Commentaires sur Le voyage dans le passé de Stefan Zweig

Sur le quai de la gare de Francfort, Louis n’entend pas les bruits mécaniques et sourds qui l’entourent. Tout son être est tourné vers celle qu’il attend. Bientôt il la voit, et c’est le sourire aux lèvres qu’il la rejoint. Voilà neuf ans qu’il espérait voir ce jour arriver. Neuf ans qu’il avait fait la connaissance de cette femme.
Dès les premiers regards échangés, Louis avait su qu’il était tombé sous le charme de cette femme à l’allure parfaite. Mais ce sentiment rencontrait un opposant de taille : cette femme était mariée à son patron.
Toute liaison était alors impossible, mais la seule vue de cette femme pouvait rendre Louis heureux.
Ce fut une demande de son patron qui perturba singulièrement le cours des choses. Celui souhaitait ardemment envoyer Louis résoudre une mission délicate au Mexique. Le jeune homme, mû par une certaine ambition accepta sur-le-champ, avant de comprendre -mais un peu tard- que ce voyage l’éloignerait de sa douce.
Commence alors une longue séparation. Louis ne se doutait pas alors qu’elle durerait neuf ans.
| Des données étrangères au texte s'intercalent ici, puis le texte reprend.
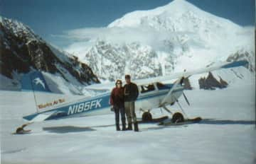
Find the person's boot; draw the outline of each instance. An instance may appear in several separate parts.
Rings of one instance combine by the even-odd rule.
[[[132,130],[132,123],[128,123],[127,130]]]
[[[134,122],[134,131],[139,131],[138,122]]]
[[[120,131],[120,127],[119,124],[116,124],[117,131]]]
[[[126,127],[125,127],[125,119],[122,119],[122,131],[126,131]]]

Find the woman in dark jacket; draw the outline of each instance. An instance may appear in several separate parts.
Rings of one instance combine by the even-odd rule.
[[[117,131],[120,130],[119,115],[121,114],[122,130],[126,130],[125,127],[125,110],[124,110],[124,88],[122,86],[122,81],[116,81],[116,87],[113,88],[110,95],[110,104],[115,113],[115,123]]]

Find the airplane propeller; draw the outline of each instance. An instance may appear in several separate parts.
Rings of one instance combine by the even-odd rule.
[[[182,93],[182,94],[183,95],[184,98],[185,98],[186,102],[188,103],[188,105],[190,105],[190,103],[189,103],[189,102],[188,102],[188,100],[187,97],[186,96],[185,93]]]

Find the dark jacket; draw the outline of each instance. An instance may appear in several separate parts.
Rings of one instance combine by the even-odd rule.
[[[124,88],[114,88],[110,95],[110,104],[112,105],[123,107],[124,106]]]
[[[134,83],[125,84],[124,86],[124,101],[131,102],[135,101],[139,95],[139,90],[137,86]]]

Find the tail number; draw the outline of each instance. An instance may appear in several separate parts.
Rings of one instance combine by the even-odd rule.
[[[80,104],[71,105],[68,108],[68,115],[101,107],[100,102],[102,100],[102,99],[98,99],[92,101],[81,102]]]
En une centaine de pages, le lecteur se trouve propulsé au centre d’une chaste histoire d’amour bridée par les conventions du début du XXème siècle. Du premier regard échangé aux premières angoisses liées à la situation, les sentiments de Louis sont décrits avec une justesse qui fait penser aux romanciers du XIXème.
Comment ne pas y songer quand naît cet amour entre ce jeune homme sans le sou et cette femme riche et plus âgée ? Louis ne fait-il pas là son éducation sentimentale ? Aux effluves flaubertiennes de cette nouvelle s’ajoute l’ambition stendhalienne de Louis. Mais les comparaisons s’arrêtent là car il n’y a rien d’ironique chez Zweig et l’ambition ne fait aucun ravage. En outre, chez Zweig, l’Histoire (avec un grand H) est toujours omniprésente, et peut-être le réel message de l’œuvre est-il situé ailleurs que dans cette histoire d’amour …
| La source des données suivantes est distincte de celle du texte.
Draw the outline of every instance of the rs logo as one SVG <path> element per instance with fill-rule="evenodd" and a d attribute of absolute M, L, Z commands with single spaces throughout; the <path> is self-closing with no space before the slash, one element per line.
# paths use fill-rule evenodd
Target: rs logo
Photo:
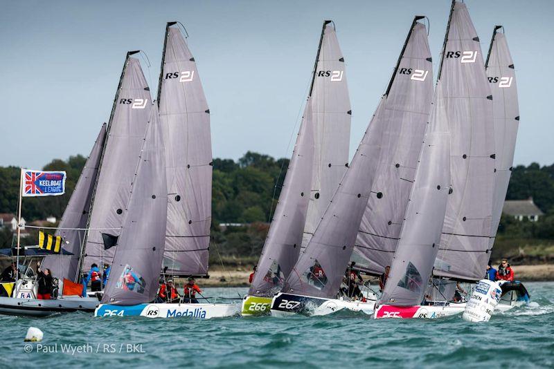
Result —
<path fill-rule="evenodd" d="M 265 312 L 269 306 L 269 304 L 267 303 L 256 303 L 251 304 L 248 310 L 251 312 Z"/>
<path fill-rule="evenodd" d="M 498 84 L 499 88 L 506 88 L 506 87 L 510 87 L 512 86 L 512 80 L 513 79 L 513 77 L 501 77 L 500 82 Z"/>
<path fill-rule="evenodd" d="M 429 73 L 429 70 L 422 70 L 421 69 L 415 69 L 413 70 L 413 74 L 411 75 L 410 79 L 413 79 L 414 81 L 425 81 L 425 78 L 427 77 L 427 74 Z"/>
<path fill-rule="evenodd" d="M 281 309 L 292 310 L 298 305 L 300 305 L 300 301 L 289 301 L 288 300 L 283 300 L 281 301 L 281 303 L 279 304 L 279 308 Z"/>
Le thème du récit est donc de montrer quel est l’impact du temps sur l’amour, le tout sur fond de première guerre mondiale. Le sentiment amoureux ne s’étiole-t-il pas avec le temps ? N’est-ce pas une vaine chimère ? Mais aussi comment l’amour peut-il encore survivre alors qu’autour la guerre fait rage ?
Et c’est là que je tire mon chapeau (que je n’ai pas) à Zweig car il excelle dans la description psychologique du sentiment amoureux. Là où j’aurais pu être agacée par ce torrent d’amour, j’ai été séduite. Je crois que le charme tient en grande partie à l’écriture de Zweig. J’ai souvent relu les phrases pour leur belle cadence (A ce propos, je remercie Baptiste Touverey pour son excellent travail de traduction. Bien que l’édition possède la version originale en allemand, je n’ai pas pu la lire car la langue de Goethe est un labyrinthe impénétrable pour moi.)

Cette nouvelle inédite de Zweig vient d’être traduite en français, vous auriez tort de passer à côté de ce joli bijou finement ciselé. Dès ce billet terminé, je cours ouvrir mon recueil des Fêtes galantes de Verlaine.

Chez Grasset, 173p, 11 €

Fashion elle aussi aime Zweig et Verlaine, Lily aussi a été bercée par ce récit et Alwenn a été conquise (d’ailleurs elle aussi a trouvé qu’il y avait du Stendhal et du Flaubert dans cette nouvelle.)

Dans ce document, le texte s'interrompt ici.